Why Use OpenPGP for Vulnerability Intake

  • Confidentiality: researchers can send details without leaking to the wrong inbox.
  • Authenticity: sign what you publish (like security.txt) so it’s harder to spoof.
  • Signal: shows you follow interoperable, modern practice.

OpenPGP in One Minute

  • Encrypt → keep it secret in transit.
  • Sign → prove who sent it and that it wasn’t altered.
  • Public key → shareable. Private key → never share.

Alice ↔ Bob (Plain English)

Encrypt to Bob (Confidentiality)

  1. Alice gets Bob’s public key.
  2. Alice encrypts the message with Bob’s public key. It’s unreadable in transit.
  3. Bob decrypts with Bob’s private key and reads it.

Public key is safe to share. Private key stays secret.

Prove It’s Alice (Signing = Authenticity + Integrity)

  1. Alice signs with Alice’s private key (the message can remain readable; the signature is metadata).
  2. Bob verifies with Alice’s public key.
  3. If it verifies, the message wasn’t changed and the sender had Alice’s private key.

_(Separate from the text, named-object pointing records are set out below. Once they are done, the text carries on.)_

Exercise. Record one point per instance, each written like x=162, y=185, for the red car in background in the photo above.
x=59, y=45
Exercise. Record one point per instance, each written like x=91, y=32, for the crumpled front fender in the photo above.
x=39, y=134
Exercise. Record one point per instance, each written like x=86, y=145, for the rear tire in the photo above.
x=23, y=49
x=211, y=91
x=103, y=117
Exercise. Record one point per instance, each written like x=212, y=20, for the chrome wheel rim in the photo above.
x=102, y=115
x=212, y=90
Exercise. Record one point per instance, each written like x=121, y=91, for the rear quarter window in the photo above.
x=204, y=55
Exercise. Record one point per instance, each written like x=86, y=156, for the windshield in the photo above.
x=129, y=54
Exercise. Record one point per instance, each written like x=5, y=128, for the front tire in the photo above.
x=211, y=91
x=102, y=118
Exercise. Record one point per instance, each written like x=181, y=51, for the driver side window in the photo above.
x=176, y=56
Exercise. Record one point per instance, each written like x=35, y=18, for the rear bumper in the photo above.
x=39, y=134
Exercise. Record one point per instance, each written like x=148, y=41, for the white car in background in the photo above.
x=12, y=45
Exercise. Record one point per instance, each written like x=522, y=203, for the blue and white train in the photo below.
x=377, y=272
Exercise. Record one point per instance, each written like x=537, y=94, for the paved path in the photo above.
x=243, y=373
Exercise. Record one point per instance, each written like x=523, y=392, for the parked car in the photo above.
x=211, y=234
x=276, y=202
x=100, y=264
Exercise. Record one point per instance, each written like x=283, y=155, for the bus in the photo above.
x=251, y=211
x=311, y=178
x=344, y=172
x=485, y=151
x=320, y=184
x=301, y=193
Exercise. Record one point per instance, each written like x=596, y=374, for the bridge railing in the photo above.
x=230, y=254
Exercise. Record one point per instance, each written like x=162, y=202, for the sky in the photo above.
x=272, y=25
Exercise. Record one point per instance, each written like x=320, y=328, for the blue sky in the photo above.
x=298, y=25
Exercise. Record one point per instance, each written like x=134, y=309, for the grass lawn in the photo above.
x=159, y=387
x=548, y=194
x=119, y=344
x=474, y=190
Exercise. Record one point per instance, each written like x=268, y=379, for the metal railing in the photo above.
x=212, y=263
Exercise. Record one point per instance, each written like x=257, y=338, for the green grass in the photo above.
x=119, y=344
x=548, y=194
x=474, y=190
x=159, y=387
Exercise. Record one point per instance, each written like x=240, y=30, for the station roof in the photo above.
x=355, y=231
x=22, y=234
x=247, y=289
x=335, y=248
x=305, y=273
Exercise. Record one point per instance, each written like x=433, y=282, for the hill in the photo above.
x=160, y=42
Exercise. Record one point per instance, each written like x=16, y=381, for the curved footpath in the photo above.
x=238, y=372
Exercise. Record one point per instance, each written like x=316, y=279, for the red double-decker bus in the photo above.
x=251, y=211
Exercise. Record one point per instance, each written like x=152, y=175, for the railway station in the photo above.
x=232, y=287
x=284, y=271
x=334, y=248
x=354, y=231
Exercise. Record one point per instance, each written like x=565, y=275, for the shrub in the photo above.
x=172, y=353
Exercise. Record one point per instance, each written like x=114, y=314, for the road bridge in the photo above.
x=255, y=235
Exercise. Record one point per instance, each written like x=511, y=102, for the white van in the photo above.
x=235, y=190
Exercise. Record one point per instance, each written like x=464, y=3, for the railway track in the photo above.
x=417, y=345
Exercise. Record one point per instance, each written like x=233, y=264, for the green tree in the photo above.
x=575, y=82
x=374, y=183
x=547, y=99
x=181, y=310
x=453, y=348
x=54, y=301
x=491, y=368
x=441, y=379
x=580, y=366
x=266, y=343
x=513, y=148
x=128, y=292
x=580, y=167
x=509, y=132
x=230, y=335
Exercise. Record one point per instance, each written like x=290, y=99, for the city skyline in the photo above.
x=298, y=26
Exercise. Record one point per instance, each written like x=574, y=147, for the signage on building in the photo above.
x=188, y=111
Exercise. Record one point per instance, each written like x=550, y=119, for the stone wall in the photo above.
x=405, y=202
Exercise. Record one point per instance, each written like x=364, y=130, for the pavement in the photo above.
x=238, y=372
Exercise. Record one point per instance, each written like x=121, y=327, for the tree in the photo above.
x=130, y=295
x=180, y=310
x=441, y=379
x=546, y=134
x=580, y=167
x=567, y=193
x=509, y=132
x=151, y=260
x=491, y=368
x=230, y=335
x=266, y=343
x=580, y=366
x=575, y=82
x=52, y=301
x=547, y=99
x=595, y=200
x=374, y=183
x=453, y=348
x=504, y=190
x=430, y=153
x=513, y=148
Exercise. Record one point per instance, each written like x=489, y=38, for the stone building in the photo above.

Do Both (Recommended): Sign, Then Encrypt

  1. Alice signs the message with Alice’s private key.
  2. Alice encrypts the signed message with Bob’s public key.
  3. Bob decrypts with Bob’s private key.
  4. Bob verifies with Alice’s public key.

Implement: Signed security.txt

Serve over HTTPS at /.well-known/security.txt. Edit a source file and sign the published one.

1) Keep an Editable Source

Create security-og.txt:

Contact: mailto:security@example.com
Encryption: https://example.com/pgp-key.txt
Policy: https://example.com/vdp
Canonical: https://example.com/.well-known/security.txt
Expires: 2025-12-31T00:00:00Z

Tip: link to your ASCII-armored public key in Encryption:. Don’t paste the whole key into the file.

2) Cleartext-Sign the File

# Produce the signed, human-readable file (served at /.well-known/security.txt)
gpg --clearsign --output public/.well-known/security.txt security-og.txt

# Verify later
gpg --verify public/.well-known/security.txt

Re-sign on every change. Edit security-og.txt, then run --clearsign again.

Quick Verify Locally

  • Good signature → output shows Good signature from ....
  • Changed content without re-signing → verify fails.

Gotchas

  • Encrypt with the recipient’s public key; sign with your private key.
  • Keep email identity consistent (same address in your signatures and contact).
  • Rotate keys as needed; update Encryption: and Expires: and re-sign.
  • Include Canonical: when signing so verifiers know the definitive URL.
  • Place the signed file under public/.well-known/ so it’s served raw (no transforms, no redirects).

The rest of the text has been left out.